When working with real oceanographic data sets, there are often gaps. One way of handling them is to fill them with NaN, and then write functions that treat NaNs however we desire. For example, we might want calculate the mean of all values that are not NaN. In some such cases, there is already a numpy function to do this type of calculation: numpy now includes `nanmean`

, `nanmax`

, `nanmin`

, `nanargmax`

, `nanargmin`

, `nanstd`

, `nanvar`

, and `nansum`

. The use of NaN as a bad value flag is typical in Matlab code.

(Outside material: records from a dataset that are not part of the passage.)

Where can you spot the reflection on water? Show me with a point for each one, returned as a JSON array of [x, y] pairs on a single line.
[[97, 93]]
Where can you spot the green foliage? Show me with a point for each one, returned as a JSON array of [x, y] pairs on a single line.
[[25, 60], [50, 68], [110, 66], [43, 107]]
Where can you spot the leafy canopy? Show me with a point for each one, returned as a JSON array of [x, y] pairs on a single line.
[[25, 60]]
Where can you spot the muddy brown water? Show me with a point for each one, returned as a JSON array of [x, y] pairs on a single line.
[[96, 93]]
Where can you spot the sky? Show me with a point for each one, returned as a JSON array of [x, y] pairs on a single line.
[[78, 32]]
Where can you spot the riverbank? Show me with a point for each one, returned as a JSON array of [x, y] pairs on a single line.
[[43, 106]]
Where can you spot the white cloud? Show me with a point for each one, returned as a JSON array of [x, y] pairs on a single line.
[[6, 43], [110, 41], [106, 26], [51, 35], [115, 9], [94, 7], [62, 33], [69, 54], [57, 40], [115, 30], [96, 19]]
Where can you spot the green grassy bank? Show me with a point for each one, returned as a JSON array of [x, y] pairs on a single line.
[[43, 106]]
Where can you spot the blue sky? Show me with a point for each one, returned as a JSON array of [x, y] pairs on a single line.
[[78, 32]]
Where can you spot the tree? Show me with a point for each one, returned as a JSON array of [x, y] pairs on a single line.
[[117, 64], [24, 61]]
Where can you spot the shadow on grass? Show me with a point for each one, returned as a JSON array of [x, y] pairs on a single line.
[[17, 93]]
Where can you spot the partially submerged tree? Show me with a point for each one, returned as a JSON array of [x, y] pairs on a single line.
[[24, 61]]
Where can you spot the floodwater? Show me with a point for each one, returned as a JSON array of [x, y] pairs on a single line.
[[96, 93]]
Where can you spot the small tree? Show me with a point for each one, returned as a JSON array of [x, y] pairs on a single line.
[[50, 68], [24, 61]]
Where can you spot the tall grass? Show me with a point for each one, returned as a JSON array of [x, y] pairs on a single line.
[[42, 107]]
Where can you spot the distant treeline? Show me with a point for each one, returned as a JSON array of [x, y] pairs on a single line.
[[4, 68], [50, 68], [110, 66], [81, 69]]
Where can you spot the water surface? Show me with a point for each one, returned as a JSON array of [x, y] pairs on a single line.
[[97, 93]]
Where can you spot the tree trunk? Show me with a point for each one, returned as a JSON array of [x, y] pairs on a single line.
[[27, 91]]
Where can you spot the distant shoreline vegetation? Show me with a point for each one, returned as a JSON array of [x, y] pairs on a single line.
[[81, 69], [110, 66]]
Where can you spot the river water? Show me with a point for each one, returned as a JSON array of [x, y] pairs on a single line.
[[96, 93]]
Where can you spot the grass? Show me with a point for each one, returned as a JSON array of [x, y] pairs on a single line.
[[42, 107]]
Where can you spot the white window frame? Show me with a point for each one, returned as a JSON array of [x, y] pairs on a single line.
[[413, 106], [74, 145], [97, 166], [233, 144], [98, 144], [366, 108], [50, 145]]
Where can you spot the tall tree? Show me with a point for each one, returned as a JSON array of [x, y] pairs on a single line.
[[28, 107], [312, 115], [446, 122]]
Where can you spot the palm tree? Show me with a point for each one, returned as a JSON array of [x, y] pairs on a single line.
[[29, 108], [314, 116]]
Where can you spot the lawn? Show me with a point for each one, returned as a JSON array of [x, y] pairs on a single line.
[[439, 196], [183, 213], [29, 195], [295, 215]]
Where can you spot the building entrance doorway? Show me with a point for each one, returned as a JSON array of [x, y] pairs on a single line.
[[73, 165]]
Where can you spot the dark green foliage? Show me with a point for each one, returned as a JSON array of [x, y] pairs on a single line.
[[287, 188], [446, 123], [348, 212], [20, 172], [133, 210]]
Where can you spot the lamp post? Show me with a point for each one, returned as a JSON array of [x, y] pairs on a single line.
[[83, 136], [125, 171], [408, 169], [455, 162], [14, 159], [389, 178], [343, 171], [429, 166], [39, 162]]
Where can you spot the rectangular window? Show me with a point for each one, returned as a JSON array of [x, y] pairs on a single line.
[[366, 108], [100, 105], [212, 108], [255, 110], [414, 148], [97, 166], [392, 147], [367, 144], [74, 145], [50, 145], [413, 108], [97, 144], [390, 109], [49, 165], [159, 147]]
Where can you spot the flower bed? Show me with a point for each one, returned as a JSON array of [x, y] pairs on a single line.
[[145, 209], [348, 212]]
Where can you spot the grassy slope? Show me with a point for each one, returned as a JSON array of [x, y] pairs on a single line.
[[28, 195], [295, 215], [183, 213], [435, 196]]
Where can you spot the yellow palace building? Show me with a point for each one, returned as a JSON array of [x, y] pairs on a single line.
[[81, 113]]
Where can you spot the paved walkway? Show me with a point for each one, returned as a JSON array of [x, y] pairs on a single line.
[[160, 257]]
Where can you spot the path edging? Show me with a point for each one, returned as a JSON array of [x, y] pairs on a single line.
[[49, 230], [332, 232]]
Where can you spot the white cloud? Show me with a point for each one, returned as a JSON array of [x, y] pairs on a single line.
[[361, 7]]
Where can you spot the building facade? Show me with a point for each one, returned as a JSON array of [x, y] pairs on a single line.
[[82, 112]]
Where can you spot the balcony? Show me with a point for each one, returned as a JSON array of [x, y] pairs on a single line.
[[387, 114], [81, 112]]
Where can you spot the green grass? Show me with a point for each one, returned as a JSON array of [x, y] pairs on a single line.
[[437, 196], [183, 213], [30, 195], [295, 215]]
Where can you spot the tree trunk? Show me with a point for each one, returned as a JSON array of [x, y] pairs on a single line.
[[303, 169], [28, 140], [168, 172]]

Numpy, however, provides an alternative way to handle missing data: the `numpy.ma`

module, with its `MaskedArray`

subclass of the fundamental `numpy.ndarray`

class. There are a few rough edges in `numpy.ma`

, but it has some substantial advantages over relying on NaN, so I use it extensively. It is well supported in Matplotlib, and is used by default in the netCDF4 package.

Advantages of masked arrays include:

- They work with any type of data, not just with floating point.
- They can lead to simpler, more concise code.

Regardless of the degree to which you end up using masked arrays in your own code, you will encounter them, so you need to know at least a few things about them. This notebook barely scratches the surface. For a thorough introduction, see the numpy reference docs for ma. And, of course, check the docstrings directly as you are reading or writing code.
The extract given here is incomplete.